General strategy for handling extras #3196

michaelfortunato · 2024-03-19T17:08:05Z

michaelfortunato
Mar 19, 2024

Hi,
What is a good way of handling a language which in general is newline insensitive, but in certain rules is not?

Disclaimer

I have looked at #884 , and I know that my question is basically a repeat of #1421. I also know that #931 has been talked about.
I post because I was still hoping to get some feedback for my particular language if possible, and to continue the extras conversation in general.

Background/Language Spec

I am working on writing a tree sitter grammar for a language that

Usually allows newlines to be interspersed within a statement
EXCEPT, if a "single-line" if statement is encountered, the language will force that the consequence statement be on the same line as the if statement (no part of consequence can be interrupted by a newline).
In a single line if statement, all statements which are on the same line as the if construct are associated with the if construct. So if 1 let x = 1 let x = 2 gets parsed as (if-stmt (let-stmt) (let-stmt)) as opposed to (if-stmt (let-stmt)) (let-stmt) and

if 1 x = 1
x = 2

gets parsed as (if-stmt (let-stmt)) (let-stmt)

Examples

Here are some examples of strings my language accepts and rejects

ACCEPTS as (let-stmt) (let-stmt):

let x =
1
let x = 1

ACCEPTS as (if-stmt (let-stmt) (let-stmt)) (let-stmt):

if 1 let x = 1 let x = 2 
let x = 3

ACCEPTS as if-stmt (let-stmt) (this is what I call a "block-type" if-statement, as opposed to single line)

if 1 {
let x = 
1
}

REJECTS

if 1 let x 
= 1

What is a "good way" to define such an if statement?

Solutions

I have two solutions so far that I have come up with.
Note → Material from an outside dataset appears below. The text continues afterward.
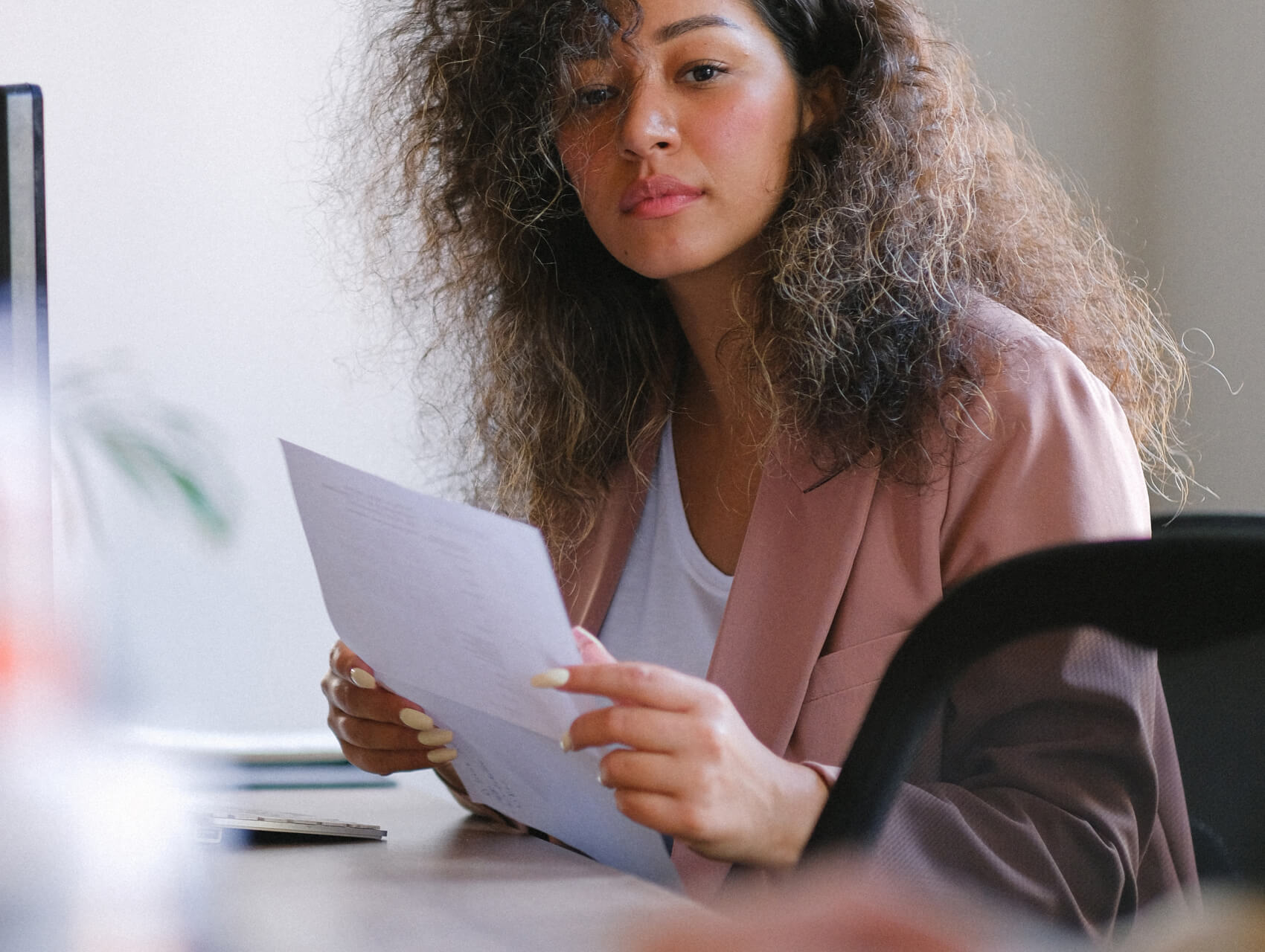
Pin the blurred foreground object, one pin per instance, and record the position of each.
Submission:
(95, 851)
(844, 907)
1: Using an external scanner

The idea here is that we use a zero-width external token to start the single-line if statement, which notifies our scanner struct that we are "single-line mode", and then terminate the rule with single-line end zero width token to toggle our scanner back to its original state.

grammar({
"name": "my_cumbersome_language",
externals: $ => [$.single_line_sensitive_mode_start, $.single_line_sensitive_mode_end],
rule: $=> {
  program: ....

  if_stmt: $ => seq("if", $. expression, choice($.single_line_if, $.block_if)),
  single_line_if: $=> seq($.single_line_sentitive_mode_start, repeat1($.stmt), $.single_line_sensitive_mode_end),
  block_if: $=> seq("{", $.program, "}"),
 ....
} 

})

Then, in my scanner.c, my void * payload would be a struct Scanner { bool is_newline_sensitive; };

Advantages

One of the main advantages, if this approach could even work at all, (which I have yet to get it to, and will talk about more below), is that it allows me to keep \n in the extras rule. The other advantage, which I argue is more attractive, is that I could potentially reuse this construct in other parts of my language which are whitespace insensitive.

Disadvantages

First off, I have not been able to get this to completely work, I can attach my full code if people become interested in this post, but figured I would ask for feedback first. Another disadvantage, which is more about my skill level, is that I do not know how to handle error recovery gracefully in my external scanner, and I find that having a stateful scanner gets hard to maintain. More on that second point, my understanding is that tree sitter serializes the state of the scanner inside each token that is recognized, which makes sense, but its just hard for me to keep track of when/if I need to reset my state in case of an error. For example,
say ts has the following sequence of tokens: if ... single_line_senstive_mode_start ... singe_line_sensitive_mode_end, I understand that the state of my scanner is is_newline_senstive = true in from token range [singe_line_sensitive_mode_start, single_line_sensitive_mode_end], but what would happen if I deleted the single_line_senstive_mode_start token from the token sequence, then the scanner would be is_newline_sensitive = true from the first token in the consequence statement to $.singe_line_sensitive_mode_end. It is unclear to me what the state of my scanner should be in this case. I know also that this is general problem. As such I try to avoid state in my external scanner in general.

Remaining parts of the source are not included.